Haskell type vs. newtype with respect to type safety [closed]
The main uses for newtypes are:
- For defining alternative instances for types.
- Documentation.
- Data/format correctness assurance.
I'm working on an application right now in which I use newtypes extensively. newtypes
in Haskell are a purely compile-time concept. E.g. with unwrappers below, unFilename (Filename "x")
compiled to the same code as "x". There is absolutely zero run-time hit. There is with data
types. This makes it a very nice way to achieve the above listed goals.
-- | A file name (not a file path).
newtype Filename = Filename { unFilename :: String }
deriving (Show,Eq)
I don't want to accidentally treat this as a file path. It's not a file path. It's the name of a conceptual file somewhere in the database.
It's very important for algorithms to refer to the right thing, newtypes help with this. It's also very important for security, for example, consider upload of files to a web application. I have these types:
-- | A sanitized (safe) filename.
newtype SanitizedFilename =
SanitizedFilename { unSafe :: String } deriving Show
-- | Unique, sanitized filename.
newtype UniqueFilename =
UniqueFilename { unUnique :: SanitizedFilename } deriving Show
-- | An uploaded file.
data File = File {
file_name :: String -- ^ Uploaded file.
,file_location :: UniqueFilename -- ^ Saved location.
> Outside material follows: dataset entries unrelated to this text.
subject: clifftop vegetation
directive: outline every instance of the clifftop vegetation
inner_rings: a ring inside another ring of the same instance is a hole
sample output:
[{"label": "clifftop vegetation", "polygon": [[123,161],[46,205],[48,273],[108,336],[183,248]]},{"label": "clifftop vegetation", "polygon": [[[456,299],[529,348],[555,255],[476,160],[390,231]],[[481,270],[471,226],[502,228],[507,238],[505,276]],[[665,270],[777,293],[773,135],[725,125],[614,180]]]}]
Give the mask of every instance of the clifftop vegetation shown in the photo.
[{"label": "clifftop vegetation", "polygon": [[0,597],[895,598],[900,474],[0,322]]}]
,file_type :: String -- ^ File type.
} deriving (Show)
Suppose I have this function which cleans a filename from a file that's been uploaded:
-- | Sanitize a filename for saving to upload directory.
sanitizeFilename :: String -- ^ Arbitrary filename.
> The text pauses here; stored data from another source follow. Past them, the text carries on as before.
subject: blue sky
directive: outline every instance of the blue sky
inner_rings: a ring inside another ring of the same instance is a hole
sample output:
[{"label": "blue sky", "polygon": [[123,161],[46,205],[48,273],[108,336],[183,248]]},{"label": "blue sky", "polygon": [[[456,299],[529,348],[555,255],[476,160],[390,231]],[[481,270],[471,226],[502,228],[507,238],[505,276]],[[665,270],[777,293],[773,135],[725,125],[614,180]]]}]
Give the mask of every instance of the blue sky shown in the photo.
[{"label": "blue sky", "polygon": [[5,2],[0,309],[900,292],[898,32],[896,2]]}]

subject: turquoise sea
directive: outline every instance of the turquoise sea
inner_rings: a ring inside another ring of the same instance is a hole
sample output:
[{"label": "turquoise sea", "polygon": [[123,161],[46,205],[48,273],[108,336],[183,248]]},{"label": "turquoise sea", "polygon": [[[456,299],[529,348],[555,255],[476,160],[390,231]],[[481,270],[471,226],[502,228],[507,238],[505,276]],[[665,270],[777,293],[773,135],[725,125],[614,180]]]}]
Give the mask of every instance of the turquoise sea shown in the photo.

-> SanitizedFilename -- ^ Sanitized filename.
sanitizeFilename = SanitizedFilename . filter ok where
ok c = isDigit c || isLetter c || elem c "-_."
Now from that I generate a unique filename:
-- | Generate a unique filename.
uniqueFilename :: SanitizedFilename -- ^ Sanitized filename.
-> IO UniqueFilename -- ^ Unique filename.
It's dangerous to generate a unique filename from an arbitrary filename, it should be sanitized first. Likewise, a unique filename is thus always safe by extension. I can save the file to disk now and put that filename in my database if I want to.
But it can also be annoying to have to wrap/unwrap a lot. In the long run, I see it as worth it especially for avoiding value mismatches. ViewPatterns help somewhat:
-- | Get the form fields for a form.
formFields :: ConferenceId -> Controller [Field]
formFields (unConferenceId -> cid) = getFields where
... code using cid ..
Maybe you'll say that unwrapping it in a function is a problem -- what if you pass cid
to a function wrongly? Not an issue, all functions using a conference id will use the ConferenceId type. What emerges is a sort of function-to-function-level contract system that is forced at compile time. Pretty nice. So yeah I use it as often as I can, especially in big systems.
I think this is mostly a matter of the situation.
Consider pathnames. The standard prelude has "type FilePath = String" because, as a matter of convenience, you want to have access to all the string and list operations. If you had "newtype FilePath = FilePath String" then you would need filePathLength, filePathMap and so on, or else you would forever be using conversion functions.
On the other hand, consider SQL queries. SQL injection is a common security hole, so it makes sense to have something like
newtype Query = Query String
and then add extra functions that will convert a string into a query (or query fragment) by escaping quote characters, or fill in blanks in a template in the same way. That way you can't accidentally convert a user parameter into a query without going through the quote escaping function.